彼の頭全体を覆っている仮面は鏡面。顔全体に部屋が写り、自分の顔も楕円に見える。
仮面に指をつけて滑らせてみた。
冷たい仮面は指先の熱で一瞬曇ったが、すぐにそれは消え、鏡面の仮面は艶やかなままだ。
仮面は微動だにせず、枕の上に置かれているようにも見える。
エイビスのこの格好に、アレッタは思ったことを呟いた。
「……キモ」
「キモいとはなんだい、アレッタ」
唐突に手が握られ、仮面がいきなり喋りだした。
「ぎゃぁあああっ!!!!」
アレッタは顔を青ざめ叫ぶが、彼はそれに構うことなく喋り続ける。
「仮面をつけているから、寝ているか起きているかは誰も判断ができない。
そう! 僕しか、判断は、できないんだよっ!」
起き上がり、自信ありげに言うエイビスだが、彼の上半身は裸だ。
ちらりと下を見ると、簡易なズボンを履いているようでよかったが、半裸に仮面に白手袋という、もうキモいを通り越して、変質者である。
「きゃぁぁぁぁぁ!!!!」
顔を真っ赤に染めながら再び叫ぶが、エイビスはお構いなしである。
「アレッタ、体調が良いようでよかったよ。昨日あのまま泣き疲れて眠ってしまったんだ。
一応、ワンピースは脱がしたが、それ以上は脱がしていないので、安心したまえ」
アレッタは自身の格好を改めて見直し、慌てて短い腕で隠そうとするが、体はいかんせん幼女だ。
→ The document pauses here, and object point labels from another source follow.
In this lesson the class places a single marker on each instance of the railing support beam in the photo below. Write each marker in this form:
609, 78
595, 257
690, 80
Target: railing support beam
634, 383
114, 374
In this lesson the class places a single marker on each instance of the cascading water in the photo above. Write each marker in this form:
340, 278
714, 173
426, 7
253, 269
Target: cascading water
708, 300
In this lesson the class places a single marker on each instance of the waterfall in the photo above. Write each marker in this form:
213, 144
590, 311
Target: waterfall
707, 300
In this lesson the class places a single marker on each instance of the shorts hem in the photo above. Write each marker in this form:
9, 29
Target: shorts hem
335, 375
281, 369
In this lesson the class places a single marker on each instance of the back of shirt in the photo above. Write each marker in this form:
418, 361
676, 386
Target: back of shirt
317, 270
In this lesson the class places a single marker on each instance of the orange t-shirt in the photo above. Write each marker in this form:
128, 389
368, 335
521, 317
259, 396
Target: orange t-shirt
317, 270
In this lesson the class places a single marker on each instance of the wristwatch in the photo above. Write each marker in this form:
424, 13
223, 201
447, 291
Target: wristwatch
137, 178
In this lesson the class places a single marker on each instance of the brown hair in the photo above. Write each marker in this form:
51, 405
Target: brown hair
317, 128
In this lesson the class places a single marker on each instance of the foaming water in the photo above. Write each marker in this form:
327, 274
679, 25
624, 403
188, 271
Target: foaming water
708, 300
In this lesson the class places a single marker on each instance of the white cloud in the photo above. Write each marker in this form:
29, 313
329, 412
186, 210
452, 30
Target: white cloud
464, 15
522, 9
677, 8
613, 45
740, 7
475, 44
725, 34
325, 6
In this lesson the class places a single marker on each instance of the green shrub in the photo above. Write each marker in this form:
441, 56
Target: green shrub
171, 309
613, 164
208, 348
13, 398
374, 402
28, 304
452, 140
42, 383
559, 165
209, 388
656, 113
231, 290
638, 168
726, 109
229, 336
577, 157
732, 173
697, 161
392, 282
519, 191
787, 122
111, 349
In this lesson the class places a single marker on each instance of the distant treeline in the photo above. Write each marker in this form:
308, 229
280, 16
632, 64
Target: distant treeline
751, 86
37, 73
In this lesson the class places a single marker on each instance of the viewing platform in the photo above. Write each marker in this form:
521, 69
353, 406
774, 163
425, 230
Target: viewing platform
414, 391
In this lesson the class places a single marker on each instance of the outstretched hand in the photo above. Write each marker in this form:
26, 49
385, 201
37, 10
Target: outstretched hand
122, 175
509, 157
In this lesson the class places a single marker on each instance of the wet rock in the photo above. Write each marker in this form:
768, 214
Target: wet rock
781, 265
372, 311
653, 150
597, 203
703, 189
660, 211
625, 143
凸凹のない平らな胸にはふりふりのキャミソールが、さらに膝丈のふりふりもこもこのドロワーズを履いている。
手で隠したところで大差ない。
だがアレッタにだって羞恥心はある。
枕を抱え、体を隠すような仕草をするが、半裸のエイビスは大きく肩をすくめた。
「だから僕に幼女趣味はないってば……
君の部屋まで届けるのが面倒だったのは謝るけど、別にやましいことは何もしていない」
半裸の仮面男が何を言っているんだろう……
アレッタは彼に見せつけるように大きくため息をついた。
このやり取りでエンも起き、すぐにアレッタの肩に飛び乗ると、頬を摺り寄せ、ィエンと鳴いた。
「ああ、エン、おはよう。
……あ、もうすぐ朝日が昇るなぁ」
アレッタが肩に乗る毛玉を撫でながら言うと、エイビスがなにか思いついた仮面の動きを見せた。
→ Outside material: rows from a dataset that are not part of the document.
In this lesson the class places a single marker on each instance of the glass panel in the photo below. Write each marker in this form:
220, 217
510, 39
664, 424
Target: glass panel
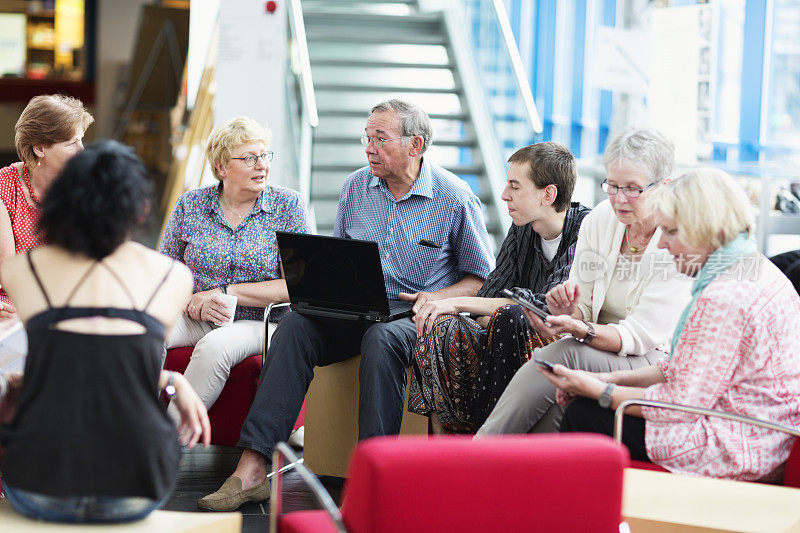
53, 39
495, 71
782, 118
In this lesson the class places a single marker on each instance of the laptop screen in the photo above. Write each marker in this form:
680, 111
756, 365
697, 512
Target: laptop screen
342, 274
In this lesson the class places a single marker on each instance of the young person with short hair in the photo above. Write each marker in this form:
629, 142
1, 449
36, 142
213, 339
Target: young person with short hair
462, 365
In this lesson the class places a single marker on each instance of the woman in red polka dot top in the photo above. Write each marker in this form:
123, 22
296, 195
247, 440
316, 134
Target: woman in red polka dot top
48, 133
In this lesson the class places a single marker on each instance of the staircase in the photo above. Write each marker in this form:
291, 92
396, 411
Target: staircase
363, 53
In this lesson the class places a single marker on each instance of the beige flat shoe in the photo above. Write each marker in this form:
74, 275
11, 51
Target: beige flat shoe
230, 495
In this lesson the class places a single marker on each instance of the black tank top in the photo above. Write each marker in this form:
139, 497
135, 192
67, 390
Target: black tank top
89, 421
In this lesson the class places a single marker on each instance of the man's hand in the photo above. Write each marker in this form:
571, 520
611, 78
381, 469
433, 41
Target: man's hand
419, 299
571, 383
563, 298
555, 325
194, 425
8, 403
430, 311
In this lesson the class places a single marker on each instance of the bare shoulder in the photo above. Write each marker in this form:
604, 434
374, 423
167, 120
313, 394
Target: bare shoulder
147, 264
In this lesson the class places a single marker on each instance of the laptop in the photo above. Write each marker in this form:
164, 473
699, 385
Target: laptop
337, 278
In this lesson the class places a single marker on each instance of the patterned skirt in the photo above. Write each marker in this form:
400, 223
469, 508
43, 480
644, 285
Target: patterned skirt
460, 370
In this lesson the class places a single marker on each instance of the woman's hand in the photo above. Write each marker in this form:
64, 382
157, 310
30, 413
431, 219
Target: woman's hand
430, 311
194, 425
203, 306
563, 298
216, 311
7, 311
571, 383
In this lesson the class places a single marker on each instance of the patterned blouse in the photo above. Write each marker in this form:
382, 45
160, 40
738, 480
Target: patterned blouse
199, 235
739, 353
23, 216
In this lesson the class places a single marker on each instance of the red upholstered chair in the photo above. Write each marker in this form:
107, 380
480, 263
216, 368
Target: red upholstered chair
791, 476
229, 411
534, 482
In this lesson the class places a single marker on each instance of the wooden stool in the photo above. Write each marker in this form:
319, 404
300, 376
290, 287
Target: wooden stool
156, 522
661, 502
331, 418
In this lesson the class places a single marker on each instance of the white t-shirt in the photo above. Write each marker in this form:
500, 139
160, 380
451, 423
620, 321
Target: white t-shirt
549, 248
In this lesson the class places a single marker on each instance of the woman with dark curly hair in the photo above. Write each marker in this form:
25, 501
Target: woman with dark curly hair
89, 440
48, 133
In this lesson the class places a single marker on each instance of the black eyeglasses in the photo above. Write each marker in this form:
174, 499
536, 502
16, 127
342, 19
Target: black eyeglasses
377, 142
250, 160
630, 192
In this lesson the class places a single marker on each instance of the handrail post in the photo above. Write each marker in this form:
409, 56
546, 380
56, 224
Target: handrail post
516, 66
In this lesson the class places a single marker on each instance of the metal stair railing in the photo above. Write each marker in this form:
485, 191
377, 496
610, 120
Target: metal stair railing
308, 119
496, 53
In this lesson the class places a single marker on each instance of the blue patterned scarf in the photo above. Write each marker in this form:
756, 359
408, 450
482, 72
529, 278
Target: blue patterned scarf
718, 262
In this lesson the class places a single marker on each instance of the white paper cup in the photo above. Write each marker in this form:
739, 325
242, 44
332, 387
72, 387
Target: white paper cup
229, 302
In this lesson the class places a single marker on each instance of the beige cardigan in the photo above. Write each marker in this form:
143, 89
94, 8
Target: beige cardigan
659, 293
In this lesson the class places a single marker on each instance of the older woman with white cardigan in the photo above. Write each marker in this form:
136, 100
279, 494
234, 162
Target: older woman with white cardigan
736, 348
623, 297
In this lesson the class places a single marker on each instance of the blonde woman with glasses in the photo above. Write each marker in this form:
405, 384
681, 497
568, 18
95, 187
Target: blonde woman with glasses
623, 296
225, 234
彼の動きは早く、アレッタを抱え上げたと思うと、肩車をしだす。
「ちょ、ちょっとエイビスっ!」
慌ててアレッタは仮面に手を置いた。
あまりに強く掴んだので首が90℃傾くエイビスだが、彼は構うことなく歩き始める。
「アレッタ、朝日を見に行こう」
そう言って、彼はテラスへ続く窓を開いたのだった。